The two countries, both of which have been hit by Western sanctions, want to issue a “token of the Persian region” for use in crossborder transactions, with a plan to launch it in a special economic enclave in Astrakhan in southern Russia, which already handles Iranian shipments.
But the project can move forward only once Russia’s market for digital assets is fully regulated, according to a Moscow lawmaker.
Russia and Iran have stepped up their push to “de-dollarize” in recent months, according to think tank the Jamestown Foundation. They aim to increase their volume of trade to $10 billion per year via moves such as developing an alternative international payments system to SWIFT, which they are banned from.
UAE, India look at using rupees in non-oil trade
Meanwhile, the United Arab Emirates and India have floated the idea of conducting non-oil trade in rupees.
The move would build on a free trade agreement signed last year, which aims to boost trade excluding oil between the two countries to $100 billion by 2027.
China has also pondered on the idea of settling non-oil trade in local currencies that exclude the greenback, according to minister of state for foreign trade of the UAE Thani bin Ahmed Al Zeyoudi.
China pushes for the yuan to replace the dollar in oil trades
The move looks to chip away at the petrodollar regime in place since the 1970s, where global oil transactions are largely settled in dollars.
Toward the end of last year, Beijing began buying Moscow’s crude at steep discounts, completing those purchases in yuan rather than dollars, giving rise to the so-called petroyuan.
With a stronger greenback, oil contracts become more expensive because the deals are largely priced in the US currency, and this also explains China’s shift away from the dollar.

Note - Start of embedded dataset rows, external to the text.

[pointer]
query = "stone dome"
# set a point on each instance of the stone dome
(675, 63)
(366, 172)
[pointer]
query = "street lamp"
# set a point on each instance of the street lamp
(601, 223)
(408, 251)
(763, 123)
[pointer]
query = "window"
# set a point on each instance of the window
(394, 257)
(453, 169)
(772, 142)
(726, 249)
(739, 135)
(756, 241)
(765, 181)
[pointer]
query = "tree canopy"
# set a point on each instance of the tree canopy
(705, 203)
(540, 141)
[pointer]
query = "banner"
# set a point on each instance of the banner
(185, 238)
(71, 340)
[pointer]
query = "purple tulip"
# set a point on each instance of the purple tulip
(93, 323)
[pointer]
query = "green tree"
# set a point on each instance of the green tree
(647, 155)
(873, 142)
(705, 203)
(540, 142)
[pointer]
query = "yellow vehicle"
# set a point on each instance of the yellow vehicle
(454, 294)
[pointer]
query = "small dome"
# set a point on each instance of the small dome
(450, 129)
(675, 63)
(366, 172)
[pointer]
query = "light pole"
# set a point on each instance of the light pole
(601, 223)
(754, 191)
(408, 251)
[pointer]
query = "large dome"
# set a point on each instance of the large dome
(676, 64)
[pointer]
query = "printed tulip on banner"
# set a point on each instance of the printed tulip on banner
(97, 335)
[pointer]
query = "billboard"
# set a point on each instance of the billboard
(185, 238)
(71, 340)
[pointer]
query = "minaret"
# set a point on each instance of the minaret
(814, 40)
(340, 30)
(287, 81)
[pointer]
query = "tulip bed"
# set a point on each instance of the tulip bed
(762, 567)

Kpler analyst Viktor Katona said Russia has effectively become “an Asian nation that in my opinion has introduced the yuan into large-scale oil trade.”
Russia, China propose a new reserve currency
Last year, Russia and China kickstarted talks to develop a new reserve currency with other BRICS countries in a challenge to the dollar’s dominance.
The new reserve unit would be based on a basket of currencies from the group’s members: Brazil, Russia, India, China, and South Africa.
The dollar’s reign as the chief reserve tender is already on the wane as central bankers diversify their holdings into currencies like the Chinese yuan, the Swedish krona and the South Korean won, according to the International Monetary Fund.